一夏も自信があれば、余裕があれば、周りを見てくれる。そうすれば、自分に向けられた好意が的外れじゃないってきっと解ってくれる。織斑先生だって、そうすれば自分から身を引いてくれるはずだ。
…そこでキチンと支えてあげれば好感度爆上げですよ、山田先生!
●
日曜午後のIS学園。月曜からの『一夏錬成計画』を練り上げた私たちは、桜並木の下、寮への道を歩いていた。
「ISの操縦訓練に基礎知識、体力錬成…勉強になります。持つべきものはセンパイだね…こりゃあ一夏もますます忙しくなるなあ…」
「皆でやるに決まってるでしょ、アホ茨!一夏は絶対巻き込みに来るはずよ!」
「言いだしっぺの茨君が参加しない…何か裏があるということでよろしくって?」
まったく、茨も進歩しないヤツだ…一夏の性格なら絶対にお前も参加せざるを得なくなるぞ…まあ、専用機の無い私は蚊帳の外だろうが…
「まあ一夏の『白式』はブレードメインだし、シノさんが一番のキーパーソンだと思うぜ?俺の最初の教官が言ってたんだけど『生身で出来ない事がISを纏えば出来るようになる。
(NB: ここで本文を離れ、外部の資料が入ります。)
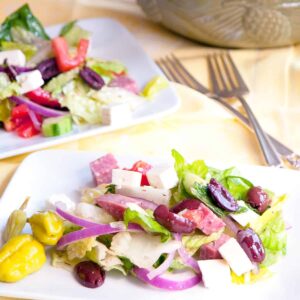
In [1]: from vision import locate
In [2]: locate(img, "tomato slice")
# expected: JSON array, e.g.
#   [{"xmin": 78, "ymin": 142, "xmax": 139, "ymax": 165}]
[
  {"xmin": 11, "ymin": 104, "xmax": 28, "ymax": 119},
  {"xmin": 52, "ymin": 36, "xmax": 89, "ymax": 72},
  {"xmin": 26, "ymin": 88, "xmax": 61, "ymax": 108},
  {"xmin": 3, "ymin": 119, "xmax": 16, "ymax": 131},
  {"xmin": 129, "ymin": 160, "xmax": 152, "ymax": 185},
  {"xmin": 16, "ymin": 120, "xmax": 39, "ymax": 138}
]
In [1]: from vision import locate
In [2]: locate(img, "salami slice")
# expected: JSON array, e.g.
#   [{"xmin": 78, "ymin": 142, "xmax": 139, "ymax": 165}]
[
  {"xmin": 109, "ymin": 76, "xmax": 139, "ymax": 94},
  {"xmin": 90, "ymin": 153, "xmax": 118, "ymax": 185}
]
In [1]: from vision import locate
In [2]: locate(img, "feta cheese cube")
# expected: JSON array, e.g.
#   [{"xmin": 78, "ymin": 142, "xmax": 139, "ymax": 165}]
[
  {"xmin": 219, "ymin": 238, "xmax": 254, "ymax": 276},
  {"xmin": 146, "ymin": 166, "xmax": 178, "ymax": 189},
  {"xmin": 117, "ymin": 185, "xmax": 171, "ymax": 205},
  {"xmin": 0, "ymin": 50, "xmax": 26, "ymax": 67},
  {"xmin": 102, "ymin": 103, "xmax": 132, "ymax": 125},
  {"xmin": 47, "ymin": 194, "xmax": 76, "ymax": 212},
  {"xmin": 198, "ymin": 259, "xmax": 231, "ymax": 288},
  {"xmin": 111, "ymin": 169, "xmax": 142, "ymax": 187},
  {"xmin": 230, "ymin": 201, "xmax": 259, "ymax": 226},
  {"xmin": 16, "ymin": 70, "xmax": 44, "ymax": 94}
]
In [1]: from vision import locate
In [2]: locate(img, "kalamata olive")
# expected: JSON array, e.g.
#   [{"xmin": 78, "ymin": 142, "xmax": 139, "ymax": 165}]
[
  {"xmin": 37, "ymin": 58, "xmax": 60, "ymax": 81},
  {"xmin": 236, "ymin": 228, "xmax": 265, "ymax": 263},
  {"xmin": 170, "ymin": 199, "xmax": 201, "ymax": 214},
  {"xmin": 79, "ymin": 66, "xmax": 105, "ymax": 90},
  {"xmin": 207, "ymin": 178, "xmax": 239, "ymax": 211},
  {"xmin": 247, "ymin": 186, "xmax": 271, "ymax": 213},
  {"xmin": 153, "ymin": 205, "xmax": 196, "ymax": 233},
  {"xmin": 74, "ymin": 261, "xmax": 105, "ymax": 288}
]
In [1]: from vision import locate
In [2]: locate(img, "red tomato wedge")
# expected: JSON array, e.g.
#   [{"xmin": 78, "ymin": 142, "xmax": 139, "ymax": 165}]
[{"xmin": 52, "ymin": 36, "xmax": 89, "ymax": 72}]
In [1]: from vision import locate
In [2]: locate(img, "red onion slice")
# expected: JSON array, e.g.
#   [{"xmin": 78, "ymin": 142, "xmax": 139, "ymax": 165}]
[
  {"xmin": 55, "ymin": 206, "xmax": 101, "ymax": 227},
  {"xmin": 173, "ymin": 233, "xmax": 201, "ymax": 274},
  {"xmin": 56, "ymin": 222, "xmax": 143, "ymax": 250},
  {"xmin": 28, "ymin": 109, "xmax": 42, "ymax": 131},
  {"xmin": 222, "ymin": 217, "xmax": 241, "ymax": 235},
  {"xmin": 9, "ymin": 96, "xmax": 69, "ymax": 117},
  {"xmin": 147, "ymin": 251, "xmax": 175, "ymax": 280},
  {"xmin": 133, "ymin": 267, "xmax": 201, "ymax": 291}
]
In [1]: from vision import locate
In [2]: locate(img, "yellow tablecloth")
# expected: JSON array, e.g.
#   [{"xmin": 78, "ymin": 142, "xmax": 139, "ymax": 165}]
[{"xmin": 0, "ymin": 0, "xmax": 300, "ymax": 299}]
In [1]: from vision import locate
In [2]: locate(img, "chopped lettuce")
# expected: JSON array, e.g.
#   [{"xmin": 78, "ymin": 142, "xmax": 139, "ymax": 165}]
[
  {"xmin": 0, "ymin": 99, "xmax": 13, "ymax": 122},
  {"xmin": 66, "ymin": 237, "xmax": 97, "ymax": 260},
  {"xmin": 0, "ymin": 73, "xmax": 20, "ymax": 101},
  {"xmin": 191, "ymin": 182, "xmax": 226, "ymax": 218},
  {"xmin": 250, "ymin": 195, "xmax": 287, "ymax": 267},
  {"xmin": 221, "ymin": 176, "xmax": 253, "ymax": 200},
  {"xmin": 81, "ymin": 184, "xmax": 108, "ymax": 204},
  {"xmin": 1, "ymin": 41, "xmax": 37, "ymax": 61},
  {"xmin": 44, "ymin": 68, "xmax": 79, "ymax": 97},
  {"xmin": 141, "ymin": 76, "xmax": 169, "ymax": 98},
  {"xmin": 172, "ymin": 149, "xmax": 253, "ymax": 206},
  {"xmin": 60, "ymin": 21, "xmax": 91, "ymax": 47},
  {"xmin": 87, "ymin": 58, "xmax": 127, "ymax": 79},
  {"xmin": 110, "ymin": 232, "xmax": 181, "ymax": 269},
  {"xmin": 51, "ymin": 248, "xmax": 83, "ymax": 272},
  {"xmin": 182, "ymin": 230, "xmax": 223, "ymax": 255},
  {"xmin": 124, "ymin": 208, "xmax": 171, "ymax": 242},
  {"xmin": 231, "ymin": 268, "xmax": 273, "ymax": 284},
  {"xmin": 260, "ymin": 211, "xmax": 287, "ymax": 267},
  {"xmin": 0, "ymin": 4, "xmax": 49, "ymax": 41}
]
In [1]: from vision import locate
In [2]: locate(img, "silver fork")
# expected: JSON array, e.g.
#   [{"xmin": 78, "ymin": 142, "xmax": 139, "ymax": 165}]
[
  {"xmin": 207, "ymin": 52, "xmax": 282, "ymax": 166},
  {"xmin": 156, "ymin": 55, "xmax": 300, "ymax": 170}
]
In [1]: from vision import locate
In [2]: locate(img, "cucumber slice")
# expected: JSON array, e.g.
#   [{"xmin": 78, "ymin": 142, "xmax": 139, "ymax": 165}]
[{"xmin": 42, "ymin": 116, "xmax": 72, "ymax": 137}]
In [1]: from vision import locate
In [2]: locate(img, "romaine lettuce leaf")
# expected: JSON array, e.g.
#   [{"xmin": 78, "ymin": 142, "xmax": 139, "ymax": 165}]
[
  {"xmin": 1, "ymin": 41, "xmax": 37, "ymax": 61},
  {"xmin": 0, "ymin": 98, "xmax": 13, "ymax": 122},
  {"xmin": 191, "ymin": 182, "xmax": 226, "ymax": 218},
  {"xmin": 141, "ymin": 76, "xmax": 169, "ymax": 98},
  {"xmin": 60, "ymin": 21, "xmax": 91, "ymax": 47},
  {"xmin": 0, "ymin": 4, "xmax": 49, "ymax": 41},
  {"xmin": 182, "ymin": 230, "xmax": 223, "ymax": 255},
  {"xmin": 124, "ymin": 208, "xmax": 171, "ymax": 242},
  {"xmin": 44, "ymin": 68, "xmax": 79, "ymax": 98},
  {"xmin": 87, "ymin": 58, "xmax": 127, "ymax": 79},
  {"xmin": 0, "ymin": 73, "xmax": 20, "ymax": 101}
]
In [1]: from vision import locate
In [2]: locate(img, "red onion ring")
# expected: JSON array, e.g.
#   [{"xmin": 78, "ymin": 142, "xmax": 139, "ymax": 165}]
[{"xmin": 133, "ymin": 267, "xmax": 201, "ymax": 291}]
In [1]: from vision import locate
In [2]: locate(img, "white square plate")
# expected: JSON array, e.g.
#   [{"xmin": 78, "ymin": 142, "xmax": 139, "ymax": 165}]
[
  {"xmin": 0, "ymin": 18, "xmax": 180, "ymax": 159},
  {"xmin": 0, "ymin": 151, "xmax": 300, "ymax": 300}
]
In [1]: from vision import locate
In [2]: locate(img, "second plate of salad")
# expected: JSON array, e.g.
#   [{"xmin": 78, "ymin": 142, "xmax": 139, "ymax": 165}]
[
  {"xmin": 0, "ymin": 150, "xmax": 299, "ymax": 300},
  {"xmin": 0, "ymin": 5, "xmax": 179, "ymax": 158}
]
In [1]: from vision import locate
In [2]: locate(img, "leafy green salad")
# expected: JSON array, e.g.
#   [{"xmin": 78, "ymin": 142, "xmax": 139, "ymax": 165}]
[
  {"xmin": 0, "ymin": 4, "xmax": 167, "ymax": 138},
  {"xmin": 0, "ymin": 150, "xmax": 287, "ymax": 291}
]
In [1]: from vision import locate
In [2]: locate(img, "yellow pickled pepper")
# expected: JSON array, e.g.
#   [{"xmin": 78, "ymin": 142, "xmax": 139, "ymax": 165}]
[
  {"xmin": 0, "ymin": 234, "xmax": 46, "ymax": 282},
  {"xmin": 28, "ymin": 211, "xmax": 64, "ymax": 246}
]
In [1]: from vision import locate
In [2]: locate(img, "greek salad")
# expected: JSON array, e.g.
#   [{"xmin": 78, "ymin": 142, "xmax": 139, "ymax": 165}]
[
  {"xmin": 0, "ymin": 150, "xmax": 287, "ymax": 291},
  {"xmin": 0, "ymin": 4, "xmax": 167, "ymax": 138}
]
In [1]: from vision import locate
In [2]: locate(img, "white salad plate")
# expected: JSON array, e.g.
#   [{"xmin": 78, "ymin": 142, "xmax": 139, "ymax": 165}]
[
  {"xmin": 0, "ymin": 150, "xmax": 300, "ymax": 300},
  {"xmin": 0, "ymin": 18, "xmax": 180, "ymax": 159}
]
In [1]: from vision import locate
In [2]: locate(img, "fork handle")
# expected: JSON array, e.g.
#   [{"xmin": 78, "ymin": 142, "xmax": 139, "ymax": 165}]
[{"xmin": 237, "ymin": 96, "xmax": 282, "ymax": 167}]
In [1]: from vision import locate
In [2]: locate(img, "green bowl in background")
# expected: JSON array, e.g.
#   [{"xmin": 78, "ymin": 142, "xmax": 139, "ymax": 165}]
[{"xmin": 138, "ymin": 0, "xmax": 300, "ymax": 48}]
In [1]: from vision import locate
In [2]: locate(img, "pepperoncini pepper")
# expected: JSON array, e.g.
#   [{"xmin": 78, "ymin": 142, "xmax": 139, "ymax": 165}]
[
  {"xmin": 28, "ymin": 211, "xmax": 64, "ymax": 246},
  {"xmin": 0, "ymin": 234, "xmax": 46, "ymax": 282}
]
生身で出来ることはISを纏えば更に出来るようになる。だから生身で出来ることを増やせ!体を鍛えろ!!』ってさ…クラスの、いや学年一の剣豪はシノさんでしょ?あいつは飲み込みが早いからあっという間に剣客レベルにはなるぜ」
「ま、まあそうだな…腕に覚えはあるぞ!」
そうだな、私には剣がある。たとえ専用機が無くとも一夏の支えにはなれる。
…桜は一昨日全て散ってしまったか。まあ、桜が散らなければ葉は茂らないしな。
再会その2
「お久しぶり、猿取く…」
生徒会室の扉を閉め、深呼吸して心を落ち着け…今度は少しだけ扉を開けてチラッと部屋の中を見る。
「ちょっと、何いきなり…」
部屋の中にはおかんむりの生徒会長、普通なら非礼をわびる所だろう…
「布仏先輩…部屋の中に居るのって生徒会長ですよね?ソックリさんとか物真似タレントじゃないですよね?赤いヘルメットとか用意されてないですよね?」
「…はい」
…裸エプロンで部屋の中で待ち受けているという頭の痛くなる状況に眼をつぶれたとしたら。折角の週の初めなのに何だこのユーウツさは。案内してきた布仏先輩も呆れ顔だ…土曜日の先輩とは明らかに威厳とかががた落ちになってますよ、そういえば先輩も生徒会役員なんでしたっけ?こんな人だなんて思っても見なかったんでしょうね。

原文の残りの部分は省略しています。